I scanned the text, my eyes widening as the pieces of the puzzle fell into place. This wasn’t just a random flavor text. This was the confirmation I needed. The proof that my decision to skip the Diplomatic Arc wasn’t just a speedrun strategy—it was the only viable option.
"It’s a journal," I said. "Written by High Arborist Elandra. Dated... fifty years ago."
I read the first entry aloud.
"Day 4 in the Deep Roots. The Council called me mad. They said the Rot was a myth, a bedtime story to scare young saplings. But I hear it. The Tree is screaming."
I skipped further down.
"Day 7. I found the source. It is not a disease. It is a parasite. Not the insects... something older. It is drinking the Life Dew. Corrupting it. If the Dew turns, the Tree dies. And if the Tree dies, the Barrier falls."
I looked at the final entry. The handwriting was shaky, splattered with dried blood.
"They followed me. The Queen’s Guard. They aren’t here to help. They are here to silence me. The High Council knows. They know about the Rot, and they are letting it happen. They made a deal with the shadows. I have the proof, but I cannot leave. If anyone finds this... do not trust the Council. Do not trust the Capital. The Rot starts from the head."
Silence stretched in the tunnel.
Leon looked stricken. "The Elves... they knew? The High Council is corrupt?"
"It appears so," I said, rolling the scroll back up and tucking it into my inventory. "If we had gone to the Capital like the original plan, we wouldn’t have been greeted as heroes. We would have been arrested. Or assassinated."
I looked at Leon. "Validating enough for you?"
Leon nodded slowly, his face hardening. "Yeah. We’re on the right path."
I turned to Ren.
The assassin was standing a few feet away, staring at the skeleton. But he wasn’t looking at the bones. He was looking at the rusted dagger lodged in the spine.
For a brief second, a flicker of something passed across his face. Recognition?
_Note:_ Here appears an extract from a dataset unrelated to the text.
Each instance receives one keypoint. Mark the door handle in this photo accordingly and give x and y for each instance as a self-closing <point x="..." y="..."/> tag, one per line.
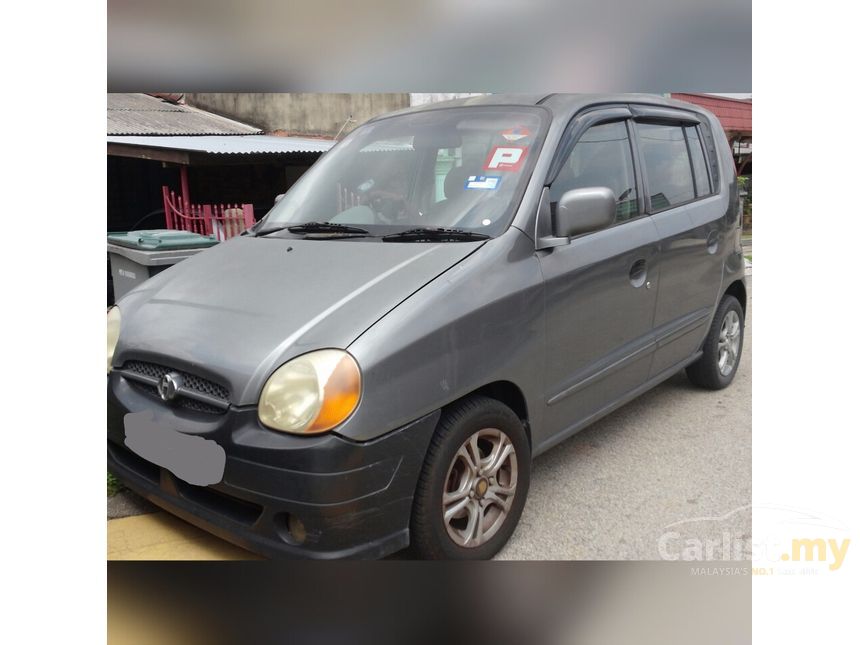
<point x="713" y="241"/>
<point x="639" y="273"/>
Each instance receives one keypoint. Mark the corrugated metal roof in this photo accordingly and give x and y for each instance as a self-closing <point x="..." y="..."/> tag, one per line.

Fear?
"Ren?" I asked.
He snapped his head up. His expression was back to the neutral mask.
"A tragic story," Ren said flatly. "But the dead cannot help us. We should move before the fire catches up."
"Agreed," I said.
But as I turned to lead the way deeper into the gloom, I made a mental note.
Ren recognized the dagger style.
And in the game lore, the Puppeteer Demon often used corrupted Elves as his agents.
The dungeon was dangerous. But the person walking behind me might be worse.
"Eyes up," I said. "The air is getting thinner. We’re approaching the Chasm."
We left the skeleton in the dark, clutching its secrets, and walked toward the edge of the world.